Now I keep in mind the location of the CTNP, which this season was mainly to the North, or at various apparently random locations, a sure sign that the Vortex has left or has become severely weakened and or shrunken. With this in mind here are the results:
ranking, year, #1 average maximas*
2021 has jumped above the last few years bottom trending to mid pack, 10th place, with 6 average decimal elevations being at all time maximum. From more than 420 measurements, taken not often from the CTNP center. Sun disk ENSO projection has been completely muddled by the North Pacific blob sst, although there is still a correlation, the measurements of this seasons sun disk coincide with the last phases of a modest La-Nina lasting 7 months, as long and and in a similar period to 2017-18, the difference being the observation position mostly away from the Polar Vortex center. A greater number of sun disk diameter expansions was expected because of very warm surface temperatures, but the Upper Air still was more normally cold.
Past measurements of sun diameters were sufficient to predict the annual average temperature of the Northern Hemisphere, but the continuous climatic repositioning to the CTNP makes it more difficult to do so. But the frequent repositions onto itself is a predictor. As posited on previous general description article, the P.V. has been consistently way North its usual locations. There is no way to have winter reformed in the middle of May. Therefore this high latitude CTNP in late spring means only one thing, extremely warm temperatures for most of North America, with rain for Alaskan coast (seasonal temperatures).
Arctic Sea Ice
There was another astounding event coinciding with the warmer surface temperatures, April 2021 will be on top of the list for the warmest April in Canadian Arctic history. At present, Arctic sea ice thickness is locally very thin (middle of Canadian Arctic archipelago), likely all time thinnest. Therefore, it is easy to surmise, an early collapse and total melt devastation of sea ice, but not so fast, North Pacific moisture will bring more rain to the Arctic and of course greater cloudiness. The question is whether rain can do in sea ice as fast as the very hot sun? Is a good one, we shall see. But I think the NE passage will still open before the NW by a few days. Over the Arctic basin, its again a question of clouds, this time with less rain, so I predict (as a measure to see if I understand the geophysics) 2021 sea ice minima slightly smaller than 2012.
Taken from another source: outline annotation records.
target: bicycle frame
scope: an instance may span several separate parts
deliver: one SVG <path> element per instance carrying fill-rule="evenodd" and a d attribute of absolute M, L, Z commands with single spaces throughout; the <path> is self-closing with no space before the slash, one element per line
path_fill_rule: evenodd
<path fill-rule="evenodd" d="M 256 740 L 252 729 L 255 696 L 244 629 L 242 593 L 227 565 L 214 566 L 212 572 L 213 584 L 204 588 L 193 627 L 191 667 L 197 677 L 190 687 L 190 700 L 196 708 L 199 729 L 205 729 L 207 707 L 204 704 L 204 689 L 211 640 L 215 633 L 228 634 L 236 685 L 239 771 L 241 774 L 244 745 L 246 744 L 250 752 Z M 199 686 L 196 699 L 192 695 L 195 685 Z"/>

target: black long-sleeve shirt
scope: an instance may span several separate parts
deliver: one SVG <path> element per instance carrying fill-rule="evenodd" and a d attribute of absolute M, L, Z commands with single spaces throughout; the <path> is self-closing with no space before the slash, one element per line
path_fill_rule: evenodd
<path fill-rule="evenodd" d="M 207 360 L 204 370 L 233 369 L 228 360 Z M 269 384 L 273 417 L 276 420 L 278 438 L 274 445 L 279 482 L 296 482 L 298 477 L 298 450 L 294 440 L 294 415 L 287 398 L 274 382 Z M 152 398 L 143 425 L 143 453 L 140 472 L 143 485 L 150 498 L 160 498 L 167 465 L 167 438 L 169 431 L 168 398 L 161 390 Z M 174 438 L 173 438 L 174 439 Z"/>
Another fact to keep in mind is top of sea ice (implies snow layer as well) , never warmed to same temperature as surface air until April 30 (the latest since observations began in 2010). This can be optically seen, if the surface air is always warmer than top of sea ice, the "first melt" observation can never be made. First melt is optically determined when the top of sea ice temperature is the same as the air immediately adjoining. Every other year had thicker or much thicker sea ice. This late f.m. date is understandable considering the current greater snow insulation cover. It stops the further warming of more exposed top of sea ice. Thus extreme snow cover will again tend to complicate prediction models.
March 21 2012 First melt (left), while a bit later sea ice horizon rises. The earlier the first melt the worse the coming melting season, it was once thought, but now extreme snow cover implies the very opposite but with the same devastating summer melt.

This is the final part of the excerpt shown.